By Chris Nowinski
Respiratory Therapy students come from all walks of life. We are former high school students, auto technicians, CNAs, banquet managers, ambulance drivers and bar tenders. We came together to learn the multifaceted field of respiratory therapy and the ways of the respiratory therapist. Our field requires us to wear multiple hats, from knowing the highly technical aspects of patient ventilator life support to assessing sleep studies and pediatric asthma care plans. We learn the intricacies of respiratory, cardiac and renal anatomy and physiology. We develop medical practices to care for people in emergency rooms, intensive care, cardiopulmonary wings, postoperative units, delivery rooms and much more.
Our job is a specialty, yet the scope of what we’ll soon do is very broad. It is a technology-driven field, but we also learn patient care, patient assessment and patient education. We become advocates for our patients. We become crucial members of our medical teams by knowing our equipment and knowing our patients’ disease processes. We pair ever-changing technologies with sound and proven medical care.
During our first year we learn the foundations of our practice. We dive deeper into cardiac, pulmonary and renal anatomy and physiology. The respiratory devices used in Respiratory Therapy are complicated and the variety is immense. We learn these devices, their capabilities, how our patients benefit from them and possible hazards. One apparatus may be good for one thing and not so good for another. We learn how to recognize good outcomes as well as adverse outcomes.
As our knowledge grows, we learn how to advance our patient’s health. We learn patient assessment skills and practice them in lab and in the clinical setting. We begin with life-saving skill training because we may need these skills immediately in our first clinical outings with our respiratory therapists preceptors in the field. As the first year progresses, our foundation is stronger and our skill base deepens. We learn mechanical ventilation and how to do it safely. We learn the pharmacology associated with our practice and how those medications affect our patients.
By the end of our first year, our heads are bursting with knowledge, and now is the time to put it to use. We do multiple full-shift clinicals at surrounding hospitals where we can put into practice our recent training and skills to use with experienced respiratory therapists at our sides. This clinical session is where everything begins to make sense. Here the devices, assessments, care, numbers and formulas are applied. You see your foundation beginning to make a difference in people’s lives. You might save a life in the emergency room. You might help a newborn breathe better just seconds into their life. You might assist with special medical procedures. Everyone’s experience during the summer clinical is different. Your experiences will help you decide which branch of respiratory therapy to take in your future.
In the second year, we enhance our foundation even more and get into some more specialties under the respiratory-therapist umbrella. We practice pulmonary function testing. We do a sleep study clinical. We get rooted cardiopulmonary training and Advanced Mechanical Ventilation instruction and experiences. We enhance our life-saving skills with Advanced Cardiovascular Life Support, Pediatric Advanced Life Support and intensive care procedures.
Now our clinical time is spent tying everything together and applying all techniques. The Respiratory Therapy instructors are highly experienced and play a profound role in our development. They come from the hospitals we’ll eventually be practicing at. They know and implement everything we’ll need to be successful in our discipline. They have top-notch experience in the leading big-city hospitals as well as small hospitals, doctor practices, pediatric specialists, pulmonary rehabilitation, neonatal and intensive care.

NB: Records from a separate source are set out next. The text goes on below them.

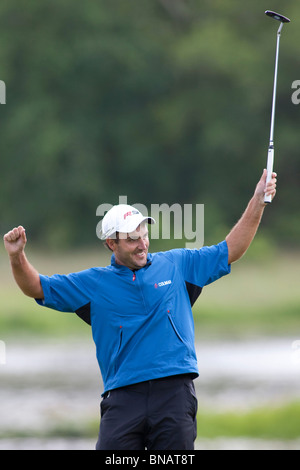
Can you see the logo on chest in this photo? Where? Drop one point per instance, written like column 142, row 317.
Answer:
column 162, row 284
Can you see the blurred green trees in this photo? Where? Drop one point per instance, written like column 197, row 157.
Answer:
column 162, row 101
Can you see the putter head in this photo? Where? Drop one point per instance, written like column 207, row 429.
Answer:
column 277, row 16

As graduation approaches, we are nervous, yet confident. Our minds have shifted towards board testing to qualify to be a respiratory therapist. Some of us will go on to earn a bachelor’s degree. Some will go practice in the hospital’s intensive-care units, emergency rooms, post-op floors, or cardiopulmonary rehabilitation suites. All of us will go on to care for our patients, bringing with us the invaluable lessons we’ve learned from SMCC’s Respiratory Therapy program.